黄俊龙, 李文双, 李晓阳, 刘柏隆, 陈逸龙, 丘惠平, 周祥福. 基于盆底彩超的人工智能模型在女性压力性尿失禁分度诊断中的应用[J]. 中华腔镜泌尿外科杂志(电子版), 2024, 18(06): 597-605.

Junlong Huang, Wenshuang Li, Xiaoyang Li, bolong Liu, Yilong Chen, Huiping Qiu, Xiangfu Zhou. Application of artificial intelligence model based on pelvic floor ultrasound for the diagnosis of female stress urinary incontinence[J]. Chinese Journal of Endourology(Electronic Edition), 2024, 18(06): 597-605.

目的

基于Valsalva状态下的二维经会阴盆底超声图像,开发深度学习人工智能模型,以期在临床实践中辅助女性压力性尿失禁(SUI)的分度诊断。

方法

所有患者在就诊后1月内完成经会阴盆底彩超检查。根据国际尿失禁咨询委员会简表问卷(ICI-Q-SF),SUI患者被分为轻度(S1)、中度(S2)、重度(S3)三组。收集患者基础信息和超声图像,并选择Valsalva状态下的盆底正中矢状切面图,图像经预处理后用计算机算法半自动分割感兴趣区域(ROI)。建模采用Imagenet预训练的ResNet50模型进行迁移学习,数据按8∶2随机分为训练集和测试集,训练集进行五折交叉验证。模型训练完成后,通过混淆矩阵和受试者工作特征曲线(ROC)下面积(AUC)评估性能。最后,应用梯度加权类激活映射(Grad-CAM)生成热图,直观展示模型关注的特征区域。

结果

本研究最终纳入282例患者,其中SUI患者167例,非SUI患者115例(S0)。模型在训练集和测试集上的准确率分别为84.1%和83.9%,训练集AUC值分别为无SUI 0.89(95%CI:0.78~0.97)、轻度SUI 0.96(95%CI:0.90~1.00)、中度SUI 0.92(95%CI:0.81~1.00)和重度SUI 0.93(95%CI:0.84~0.98)。测试集AUC值分别为无SUI 0.88(95%CI:0.77~0.98)、轻度SUI 0.91(95%CI:0.80~0.99)、中度SUI 0.92(95%CI:0.80~1.00)、重度SUI 0.88(95%CI:0.75~0.98)。

结论

基于Valsalva状态下的二维经会阴盆底超声图像构建的SUI分度诊断人工智能模型有望成为SUI患者分度诊断的客观依据。

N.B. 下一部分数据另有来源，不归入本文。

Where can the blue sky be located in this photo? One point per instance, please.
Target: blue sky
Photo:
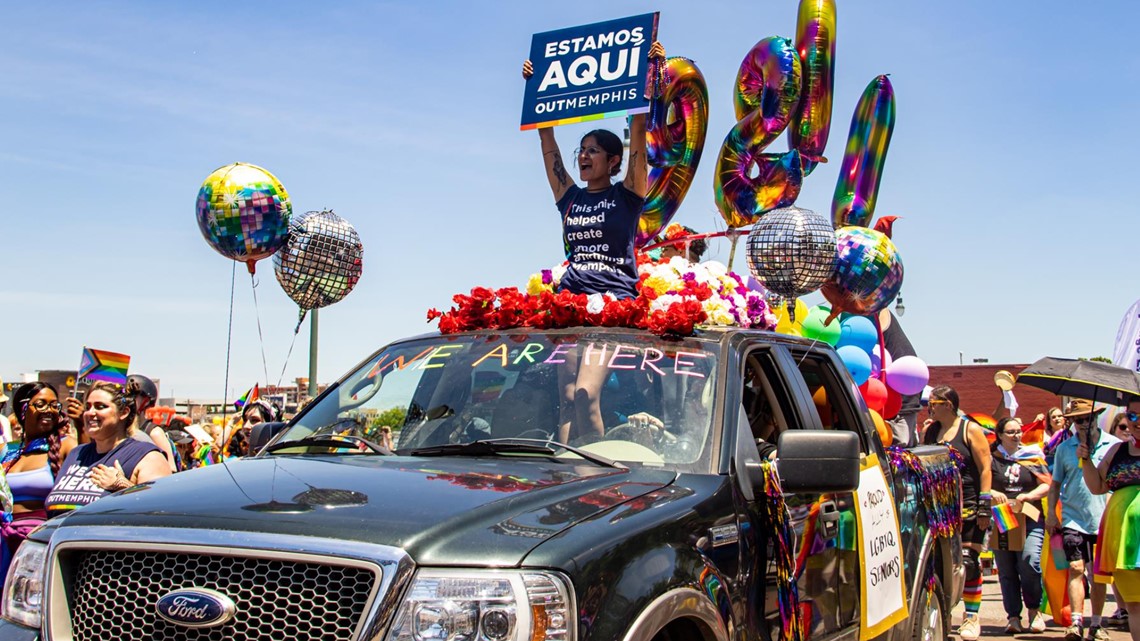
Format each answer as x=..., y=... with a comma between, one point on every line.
x=1011, y=165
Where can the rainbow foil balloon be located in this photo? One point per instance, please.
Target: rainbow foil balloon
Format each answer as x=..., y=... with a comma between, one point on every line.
x=857, y=187
x=869, y=272
x=674, y=147
x=767, y=92
x=815, y=41
x=243, y=212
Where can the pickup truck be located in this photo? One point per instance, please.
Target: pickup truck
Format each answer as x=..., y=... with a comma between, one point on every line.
x=586, y=484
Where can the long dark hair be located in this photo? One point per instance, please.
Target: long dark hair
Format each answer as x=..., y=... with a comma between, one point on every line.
x=21, y=399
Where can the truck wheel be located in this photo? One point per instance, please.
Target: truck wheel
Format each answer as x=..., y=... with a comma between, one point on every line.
x=930, y=622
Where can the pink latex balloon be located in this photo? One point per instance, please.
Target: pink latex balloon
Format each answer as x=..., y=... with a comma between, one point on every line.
x=908, y=374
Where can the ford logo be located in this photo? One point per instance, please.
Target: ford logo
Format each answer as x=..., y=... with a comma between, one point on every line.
x=196, y=607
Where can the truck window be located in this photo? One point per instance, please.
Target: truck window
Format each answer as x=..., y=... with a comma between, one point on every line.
x=829, y=399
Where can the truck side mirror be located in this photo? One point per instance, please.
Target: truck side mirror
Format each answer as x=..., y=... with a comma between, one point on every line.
x=262, y=433
x=819, y=461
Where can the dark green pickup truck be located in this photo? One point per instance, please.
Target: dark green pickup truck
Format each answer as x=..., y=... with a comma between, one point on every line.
x=562, y=485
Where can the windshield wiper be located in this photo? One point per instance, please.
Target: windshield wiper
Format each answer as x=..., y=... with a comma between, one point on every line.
x=491, y=446
x=344, y=441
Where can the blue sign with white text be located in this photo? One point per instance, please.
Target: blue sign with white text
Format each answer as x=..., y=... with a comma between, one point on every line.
x=588, y=72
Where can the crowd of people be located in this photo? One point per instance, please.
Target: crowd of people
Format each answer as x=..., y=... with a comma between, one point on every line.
x=1056, y=475
x=64, y=453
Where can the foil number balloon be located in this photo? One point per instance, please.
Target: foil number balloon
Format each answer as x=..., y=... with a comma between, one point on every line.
x=322, y=260
x=767, y=94
x=243, y=212
x=674, y=147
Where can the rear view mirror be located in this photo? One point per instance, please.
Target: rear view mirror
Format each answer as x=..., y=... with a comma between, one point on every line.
x=262, y=433
x=819, y=461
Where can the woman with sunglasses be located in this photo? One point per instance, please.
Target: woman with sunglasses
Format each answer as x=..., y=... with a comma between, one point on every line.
x=954, y=429
x=1022, y=479
x=1118, y=540
x=32, y=463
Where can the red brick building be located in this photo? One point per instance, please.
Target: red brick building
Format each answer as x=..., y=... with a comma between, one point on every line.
x=977, y=391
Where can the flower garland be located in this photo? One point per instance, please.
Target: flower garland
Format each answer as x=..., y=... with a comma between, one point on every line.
x=674, y=297
x=936, y=484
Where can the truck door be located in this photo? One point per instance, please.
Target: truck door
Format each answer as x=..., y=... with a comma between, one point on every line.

关键词: 压力性尿失禁, 盆底彩超, 卷积神经网络, 深度学习, 人工智能

Objective

Based on two-dimensional transperineal pelvic floor ultrasound images obtained during the Valsalva maneuver,this study aims to develop a deep learning artificial intelligence model to assist in the clinical grading diagnosis of female stress urinary incontinence (SUI).

Methods

All patients underwent transperineal pelvic floor ultrasound examination within one month of their initial visit. According to the International Consultation on Incontinence Questionnaire-Short Form (ICI-QSF),the SUI patients were divided into three groups: mild (S1),moderate (S2),and severe (S3). Baseline information and ultrasound images of the patients were collected,and midsagittal plane images of the pelvic floor during the Valsalva maneuver were selected. After preprocessing,the regions of interest(ROI) were semi-automatically segmented using computer algorithms. A transfer learning approach was applied using a ResNet50 model pretrained on ImageNet. The data were randomly divided into a training set and a test set in an 8∶2 ratio,with five-fold cross-validation performed on the training set. After model training,performance was evaluated using a confusion matrix and the area under the receiver operating characteristic curve (AUC). Finally,gradient-weighted class activation mapping (Grad-CAM) was used to generate heatmaps to visually demonstrate the areas of interest identified by the model.

Results

A total of 282 patients were included in the study,comprising 167 patients with SUI and 115 non-SUI patients(S0). The model achieved an accuracy of 84.1% in the training set and 83.9% in the test set. The AUC values in the training set were as follows: non-SUI 0.89 (95%CI: 0.78-0.97),mild SUI 0.96 (95%CI: 0.90-1.00),moderate SUI 0.92 (95%CI: 0.81-1.00),and severe SUI 0.93 (95%CI: 0.84-0.98). In the test set,the AUC values were non-SUI 0.88 (95%CI: 0.77-0.98),mild SUI 0.91 (995%CI: .80-0.99),moderate SUI 0.92 (95%CI: 0.80-1.00),and severe SUI 0.88 (95%CI: 0.75-0.98).

Conclusion

The grading diagnostic artificial intelligence model based on two-dimensional transperineal pelvic floor ultrasound images during the Valsalva maneuver shows potential to become an objective basis for the grading diagnosis of SUI patients.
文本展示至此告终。